Keajaiban Mosuo, "Kerajaan Perempuan" Terakhir di Cina

Seorang pemuda—biasanya di atas 13 tahun—diam-diam masuk sebuah rumah tradisional terbuat dari kayu-kayu tua. Hampir semua penghuni rumah itu sedang tidur karena jam sudah menunjukkan waktu istirahat. Ia menjaga langkahnya agar tak berisik, pria itu mengendap-endap menuju kamar seorang perempuan. Di malam lain, di rumah lain, ia mungkin tak akan berjalan melewati lorong seperti yang dilakukannya malam itu—bisa saja ia memanjat tangga kemudian mengetuk jendela kamar sang perempuan, tergantung struktur rumah yang dimasukinya.

Sampai di kamar, sang pemuda justru disambut girang si gadis. Dipandu gejolak syahwat, mereka bersenggama. Esok paginya, sebelum matahari terbit dan seisi rumah itu bangun, sang pemuda sudah pergi.  Tabiat tersebut tak cuma dilakukan malam itu saja. Hampir tiap malam, ia pindah-pindah rumah, gonta-ganti pasangan. Sang perempuan yang malam itu tidur dengannya juga sudah tak terhitung menyambut berapa banyak pria di kamarnya. Kadang ibu atau neneknya mendengar derap langkah di malam buta, dan tahu kalau anak perempuan mereka menyambut pria di kamarnya, tapi membiarkannya. Bagi mereka, urusan itu adalah privasi yang tak perlu dicampuri.

Di desa mereka, seks bebas itu disebut “axia” alias “walking marriage” alias “perkawinan berjalan”.
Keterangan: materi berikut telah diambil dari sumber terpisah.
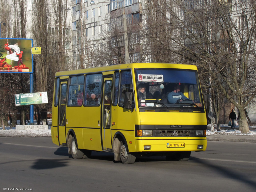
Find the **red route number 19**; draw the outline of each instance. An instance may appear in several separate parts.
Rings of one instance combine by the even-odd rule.
[[[142,81],[142,75],[141,74],[138,75],[139,81]]]

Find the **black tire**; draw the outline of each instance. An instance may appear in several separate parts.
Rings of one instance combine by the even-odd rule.
[[[70,149],[71,151],[72,157],[74,159],[82,159],[83,157],[84,153],[77,147],[76,141],[74,136],[71,138],[70,144]]]
[[[119,147],[119,153],[121,161],[124,164],[134,163],[136,159],[136,157],[129,153],[128,152],[128,149],[125,143],[121,141]]]

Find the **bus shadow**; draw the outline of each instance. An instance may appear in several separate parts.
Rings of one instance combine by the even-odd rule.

Di sana, warganya memang tidak mengenal pernikahan seperti yang dikenal dunia arus utama: tak ada ijab kabul atau janji setia sebelum sumpah “I do”. Pria dan wanita tak mesti menikah jika ingin melakukan seks atau beranak. Pernikahan dinilai terlalu mengikat dan pelik. Semua itu adalah buah dari budaya matriarkat—sistem sosial dengan ibu sebagai kepala dan penguasa seluruh keluarga—yang mereka anut. Dalam suku mereka, perempuan diperlakukan superior. Sehingga akhirnya, tak ada stigma buruk yang melekat pada para perempuan dalam sistem perkawinan berjalan.

Suku itu bernama Mosuo.

Mereka tinggal di provinsi Yunan dan Sichuan, Cina. Tepatnya di pinggiran Danau Lugu, di kawasan Yongning, Yanyuan. Dekat tepi Gunung Himalaya dan berbatasan langsung dengan Tibet. Desa itu juga dikenal sebagai “Kerajaan Wanita” atau “Tempat Matriarkat Terakhir di Cina”.   Di tengah dunia yang dikepung sistem patriarkat—sistem sosial dengan ayah sebagai kepala dan penguasa seluruh keluarga—Mosuo jadi menarik untuk disorot. Broadly bahkan menyebut Mosuo sebagai tempat terakhir matriarkat terakhir di dunia. Banyak penelitian memang mengungkapkan bahwa matriarkat adalah barang langka di dunia.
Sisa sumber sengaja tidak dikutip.